In this context, the recent elevation of bilateral relations with Beijing reflects Timor-Leste’s practical developmental and economic needs. As one of the least developed countries in the region, Timor-Leste views China’s vast market and economic power as an opportunity, just as how it views the ASEAN market. Even so, China remains in the process of catching up with the longstanding influence of Timor-Leste’s traditional partners — such as Australia, Japan, ASEAN, the European Union, and institutions like the Asian Development Bank (ADB) and International Financial Institutions (IFIs) — which continue to play a crucial role in the country’s development.
Last but not least, ASEAN has institutional tools to manage differences and steer collective direction. The rotating chairmanship, for example, grants each member the opportunity to shape agendas, but also builds mutual tolerance through shared procedural ownership. As scholarship notes, the chair’s role is crucial in reconciling divergent preferences and advancing regional consensus, even in difficult cases.
The greater threat to ASEAN unity may lie less in new entrants than in entrenched divisions among older members over how to respond to shifting regional power dynamics.
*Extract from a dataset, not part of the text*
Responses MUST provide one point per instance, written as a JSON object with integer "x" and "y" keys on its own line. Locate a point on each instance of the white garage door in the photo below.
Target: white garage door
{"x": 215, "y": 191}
Ultimately, Timor-Leste’s entry presents a test not just of its own readiness but of ASEAN’s capacity to adapt and remain inclusive without sacrificing functionality. While challenges to consensus-building will persist, the precedent of past enlargements suggests that the bloc has mechanisms — both formal and informal — to absorb and integrate smaller, less developed members without fundamentally undermining its cohesion.
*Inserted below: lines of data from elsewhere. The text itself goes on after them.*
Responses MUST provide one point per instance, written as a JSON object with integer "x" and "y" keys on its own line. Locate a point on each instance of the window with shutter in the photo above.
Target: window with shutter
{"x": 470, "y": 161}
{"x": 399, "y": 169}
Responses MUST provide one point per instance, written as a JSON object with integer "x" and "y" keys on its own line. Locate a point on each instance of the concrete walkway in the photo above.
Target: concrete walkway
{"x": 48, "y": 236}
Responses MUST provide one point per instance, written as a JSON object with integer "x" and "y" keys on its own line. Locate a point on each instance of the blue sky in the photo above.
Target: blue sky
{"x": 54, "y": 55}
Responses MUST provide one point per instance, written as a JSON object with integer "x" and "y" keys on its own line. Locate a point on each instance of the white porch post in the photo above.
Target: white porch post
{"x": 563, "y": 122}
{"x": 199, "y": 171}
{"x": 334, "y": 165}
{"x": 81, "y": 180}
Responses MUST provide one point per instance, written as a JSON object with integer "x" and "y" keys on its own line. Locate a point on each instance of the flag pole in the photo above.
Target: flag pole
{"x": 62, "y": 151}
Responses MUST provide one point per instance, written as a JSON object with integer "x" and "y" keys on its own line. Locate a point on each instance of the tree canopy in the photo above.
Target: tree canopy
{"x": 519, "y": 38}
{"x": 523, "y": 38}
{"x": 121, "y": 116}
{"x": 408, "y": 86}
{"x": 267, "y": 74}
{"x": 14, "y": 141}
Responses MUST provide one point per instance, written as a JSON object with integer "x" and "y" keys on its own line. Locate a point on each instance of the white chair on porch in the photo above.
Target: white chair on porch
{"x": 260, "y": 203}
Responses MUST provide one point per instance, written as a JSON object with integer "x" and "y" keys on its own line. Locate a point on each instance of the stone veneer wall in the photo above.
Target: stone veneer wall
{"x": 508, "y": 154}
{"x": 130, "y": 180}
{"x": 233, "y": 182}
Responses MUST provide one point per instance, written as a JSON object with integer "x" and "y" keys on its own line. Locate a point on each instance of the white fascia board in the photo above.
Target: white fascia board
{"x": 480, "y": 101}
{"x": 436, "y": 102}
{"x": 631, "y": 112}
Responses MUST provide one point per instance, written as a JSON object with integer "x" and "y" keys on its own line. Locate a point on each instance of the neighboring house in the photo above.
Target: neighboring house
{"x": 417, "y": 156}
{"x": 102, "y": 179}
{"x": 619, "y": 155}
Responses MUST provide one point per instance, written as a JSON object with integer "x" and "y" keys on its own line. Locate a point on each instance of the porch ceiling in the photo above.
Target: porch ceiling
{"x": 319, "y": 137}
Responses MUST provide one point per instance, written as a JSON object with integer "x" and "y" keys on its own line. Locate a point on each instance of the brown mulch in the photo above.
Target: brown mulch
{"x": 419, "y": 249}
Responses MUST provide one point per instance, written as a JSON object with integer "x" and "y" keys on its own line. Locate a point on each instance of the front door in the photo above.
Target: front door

In sum, while the addition of Timor-Leste may initially slow decision-making on contentious issues, its overall effect on ASEAN’s strategic posture and internal solidarity will likely be manageable. The greater threat to ASEAN unity may lie less in new entrants than in entrenched divisions among older members over how to respond to shifting regional power dynamics. In this light, ASEAN’s challenge remains one of political will, not institutional design alone.